Using Azure Event Hubs Capture to Store Long-term Events
Azure Event Hubs include a built-in capability to retain events for 1 to 7 days. This duration generally addresses operational requirements, when you need to replay an event.
If you need to store data for more than 7 days, a feature of Azure Event Hubs called Capture is the preferred solution for longer-term storage.
When configuring Capture, there are two locations where this information can be stored: Azure Blob Storage or Azure Data Lake Store account. This allows organizations to keep this information for archival purposes, but also unlocks advanced analytics scenarios such as supporting machine learning or big data solutions.

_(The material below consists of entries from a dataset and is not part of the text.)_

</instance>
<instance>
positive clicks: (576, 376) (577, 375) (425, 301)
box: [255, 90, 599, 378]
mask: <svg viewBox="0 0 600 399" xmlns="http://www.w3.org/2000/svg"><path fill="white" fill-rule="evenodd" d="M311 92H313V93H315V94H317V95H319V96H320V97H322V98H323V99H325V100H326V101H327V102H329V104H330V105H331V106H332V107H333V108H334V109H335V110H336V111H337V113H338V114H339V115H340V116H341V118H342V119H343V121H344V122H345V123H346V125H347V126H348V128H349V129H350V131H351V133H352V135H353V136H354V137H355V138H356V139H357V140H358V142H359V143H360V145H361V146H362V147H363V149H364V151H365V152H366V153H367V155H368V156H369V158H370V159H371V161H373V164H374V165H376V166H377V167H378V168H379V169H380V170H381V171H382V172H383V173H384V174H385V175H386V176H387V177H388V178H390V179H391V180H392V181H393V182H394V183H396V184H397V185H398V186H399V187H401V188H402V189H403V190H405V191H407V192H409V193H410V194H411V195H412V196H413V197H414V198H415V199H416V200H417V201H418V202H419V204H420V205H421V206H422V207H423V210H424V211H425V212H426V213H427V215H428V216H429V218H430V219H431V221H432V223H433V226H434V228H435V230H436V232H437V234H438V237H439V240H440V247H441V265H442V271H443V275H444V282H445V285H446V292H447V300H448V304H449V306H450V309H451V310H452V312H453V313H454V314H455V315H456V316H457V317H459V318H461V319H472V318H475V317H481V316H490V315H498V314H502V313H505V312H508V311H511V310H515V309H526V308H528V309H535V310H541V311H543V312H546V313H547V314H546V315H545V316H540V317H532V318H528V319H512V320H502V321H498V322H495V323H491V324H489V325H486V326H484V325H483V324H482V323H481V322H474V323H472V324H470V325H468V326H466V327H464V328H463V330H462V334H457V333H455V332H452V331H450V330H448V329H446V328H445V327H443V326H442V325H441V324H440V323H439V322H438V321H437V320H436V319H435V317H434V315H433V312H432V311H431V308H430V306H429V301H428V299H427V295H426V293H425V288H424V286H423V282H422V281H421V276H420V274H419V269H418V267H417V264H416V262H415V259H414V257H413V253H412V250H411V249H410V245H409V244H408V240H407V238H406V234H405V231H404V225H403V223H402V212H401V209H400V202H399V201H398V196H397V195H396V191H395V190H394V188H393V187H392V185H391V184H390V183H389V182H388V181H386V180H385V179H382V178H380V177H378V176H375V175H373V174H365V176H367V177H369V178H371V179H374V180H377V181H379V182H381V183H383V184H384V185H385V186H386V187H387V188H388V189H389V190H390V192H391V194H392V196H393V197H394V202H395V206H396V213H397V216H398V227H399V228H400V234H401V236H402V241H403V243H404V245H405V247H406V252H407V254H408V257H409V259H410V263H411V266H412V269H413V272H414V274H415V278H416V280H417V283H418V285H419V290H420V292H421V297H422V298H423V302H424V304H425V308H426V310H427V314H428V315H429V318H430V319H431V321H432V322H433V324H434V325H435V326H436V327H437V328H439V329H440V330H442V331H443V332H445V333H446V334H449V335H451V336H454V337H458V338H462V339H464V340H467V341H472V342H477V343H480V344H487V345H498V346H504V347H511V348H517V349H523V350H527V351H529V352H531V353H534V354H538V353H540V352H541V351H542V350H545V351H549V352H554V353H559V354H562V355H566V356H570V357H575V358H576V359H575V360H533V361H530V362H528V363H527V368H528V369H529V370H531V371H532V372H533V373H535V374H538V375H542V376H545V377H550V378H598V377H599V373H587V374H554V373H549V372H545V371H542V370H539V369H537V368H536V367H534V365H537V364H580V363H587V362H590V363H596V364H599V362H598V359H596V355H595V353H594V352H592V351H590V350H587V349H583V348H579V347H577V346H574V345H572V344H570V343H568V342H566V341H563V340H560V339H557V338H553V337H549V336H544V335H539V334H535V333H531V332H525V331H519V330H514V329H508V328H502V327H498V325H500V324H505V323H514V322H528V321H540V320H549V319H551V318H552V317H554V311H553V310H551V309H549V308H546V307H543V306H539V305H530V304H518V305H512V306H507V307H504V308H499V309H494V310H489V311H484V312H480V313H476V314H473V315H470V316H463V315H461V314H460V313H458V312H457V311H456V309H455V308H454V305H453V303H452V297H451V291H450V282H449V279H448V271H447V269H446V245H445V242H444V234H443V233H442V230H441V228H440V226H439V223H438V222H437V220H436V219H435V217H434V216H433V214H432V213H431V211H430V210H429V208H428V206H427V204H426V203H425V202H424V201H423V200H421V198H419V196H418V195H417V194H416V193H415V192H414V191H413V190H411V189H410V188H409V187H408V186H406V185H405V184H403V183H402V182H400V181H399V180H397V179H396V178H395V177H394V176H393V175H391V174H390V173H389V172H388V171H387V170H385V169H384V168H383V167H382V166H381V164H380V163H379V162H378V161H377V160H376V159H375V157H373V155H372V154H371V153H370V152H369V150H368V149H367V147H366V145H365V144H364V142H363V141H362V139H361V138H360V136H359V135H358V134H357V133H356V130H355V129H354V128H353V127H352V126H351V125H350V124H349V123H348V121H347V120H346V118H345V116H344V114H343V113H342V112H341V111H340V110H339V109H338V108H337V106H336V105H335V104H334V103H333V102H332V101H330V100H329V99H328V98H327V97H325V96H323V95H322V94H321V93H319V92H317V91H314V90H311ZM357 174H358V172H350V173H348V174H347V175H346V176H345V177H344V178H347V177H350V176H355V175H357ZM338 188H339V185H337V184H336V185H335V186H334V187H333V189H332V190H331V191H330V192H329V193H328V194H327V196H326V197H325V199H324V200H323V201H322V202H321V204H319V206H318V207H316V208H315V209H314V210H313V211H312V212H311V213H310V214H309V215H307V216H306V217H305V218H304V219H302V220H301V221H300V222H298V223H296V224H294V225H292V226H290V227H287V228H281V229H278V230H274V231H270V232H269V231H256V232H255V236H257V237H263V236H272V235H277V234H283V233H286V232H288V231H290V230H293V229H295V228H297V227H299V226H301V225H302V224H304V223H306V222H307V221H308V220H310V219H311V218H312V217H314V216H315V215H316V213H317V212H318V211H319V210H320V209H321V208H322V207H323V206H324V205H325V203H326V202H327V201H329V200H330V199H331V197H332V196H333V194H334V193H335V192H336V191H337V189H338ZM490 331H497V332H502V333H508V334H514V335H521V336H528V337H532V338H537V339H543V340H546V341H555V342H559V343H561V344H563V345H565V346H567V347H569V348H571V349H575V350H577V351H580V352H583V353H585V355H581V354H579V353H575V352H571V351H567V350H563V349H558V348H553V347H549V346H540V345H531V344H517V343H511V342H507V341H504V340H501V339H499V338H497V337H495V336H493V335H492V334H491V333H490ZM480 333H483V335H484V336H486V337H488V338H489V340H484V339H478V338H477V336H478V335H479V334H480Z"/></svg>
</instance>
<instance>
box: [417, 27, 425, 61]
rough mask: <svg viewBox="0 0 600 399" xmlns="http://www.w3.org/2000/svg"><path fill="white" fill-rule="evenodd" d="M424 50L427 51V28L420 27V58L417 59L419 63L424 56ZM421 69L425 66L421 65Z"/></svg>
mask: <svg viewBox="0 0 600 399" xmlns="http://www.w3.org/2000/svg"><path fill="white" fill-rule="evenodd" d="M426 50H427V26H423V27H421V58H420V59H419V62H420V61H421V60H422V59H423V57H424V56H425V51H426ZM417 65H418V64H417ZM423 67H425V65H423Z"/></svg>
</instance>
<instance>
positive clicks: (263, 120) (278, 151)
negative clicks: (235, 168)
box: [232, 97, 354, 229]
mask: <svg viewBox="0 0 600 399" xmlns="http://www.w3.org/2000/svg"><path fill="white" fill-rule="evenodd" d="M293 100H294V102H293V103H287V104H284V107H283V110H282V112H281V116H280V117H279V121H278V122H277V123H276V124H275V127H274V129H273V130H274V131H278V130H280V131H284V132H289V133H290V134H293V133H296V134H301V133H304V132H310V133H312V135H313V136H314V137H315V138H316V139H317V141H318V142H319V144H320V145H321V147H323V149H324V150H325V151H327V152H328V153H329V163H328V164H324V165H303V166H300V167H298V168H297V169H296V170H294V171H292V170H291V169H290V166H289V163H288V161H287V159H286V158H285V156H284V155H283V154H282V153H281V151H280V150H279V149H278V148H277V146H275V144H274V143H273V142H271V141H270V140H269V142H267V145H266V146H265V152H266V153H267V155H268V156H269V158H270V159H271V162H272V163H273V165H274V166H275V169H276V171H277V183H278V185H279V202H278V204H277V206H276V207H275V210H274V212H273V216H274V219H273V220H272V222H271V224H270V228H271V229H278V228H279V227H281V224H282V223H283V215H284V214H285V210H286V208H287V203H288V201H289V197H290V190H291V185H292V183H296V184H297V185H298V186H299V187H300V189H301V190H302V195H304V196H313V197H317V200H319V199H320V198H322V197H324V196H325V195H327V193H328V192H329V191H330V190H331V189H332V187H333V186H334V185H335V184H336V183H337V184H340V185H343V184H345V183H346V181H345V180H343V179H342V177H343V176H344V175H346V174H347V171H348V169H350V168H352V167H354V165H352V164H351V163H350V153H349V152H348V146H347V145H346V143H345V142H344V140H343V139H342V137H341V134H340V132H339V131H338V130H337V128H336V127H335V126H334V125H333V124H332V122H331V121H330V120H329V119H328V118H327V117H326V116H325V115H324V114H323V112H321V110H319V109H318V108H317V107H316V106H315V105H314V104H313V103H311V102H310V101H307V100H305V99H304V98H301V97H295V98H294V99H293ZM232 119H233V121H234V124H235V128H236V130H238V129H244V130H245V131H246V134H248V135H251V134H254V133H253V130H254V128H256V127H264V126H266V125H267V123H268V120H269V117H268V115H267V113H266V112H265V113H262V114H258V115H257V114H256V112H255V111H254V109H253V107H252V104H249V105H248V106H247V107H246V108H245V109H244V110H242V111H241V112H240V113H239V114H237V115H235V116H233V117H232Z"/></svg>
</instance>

We now need to make some decisions, including the Time window and Size window settings. These settings represent when the next ‘event capture’ will take place, as determined when either the Time window or Size window is satisfied, with the first event winning.
In addition, we have the ability to choose our Capture Provider. Within our scenario, we will choose Azure Storage. When we select Azure Storage, we need to provide an Azure Storage Container. We also have the ability to specify file name formats based upon our requirements.
We will now send in some events to our Event Hub and wait for one of our window requirements to be satisfied. Once our events have been submitted, we will discover a new file has been written to Blob Storage. Our files will be written in Avro format and can be viewed in a text editor or using Apache Avro Tools.
Event Hubs provides out-of-box support for event data retention, spanning 1-7 days. However, when requirements require longer-term storage, or the ability to batch records, Capture can address these requirement by writing to either Azure Blob or Azure Data Lake Storage where downstream advanced analytics processes can consume this data.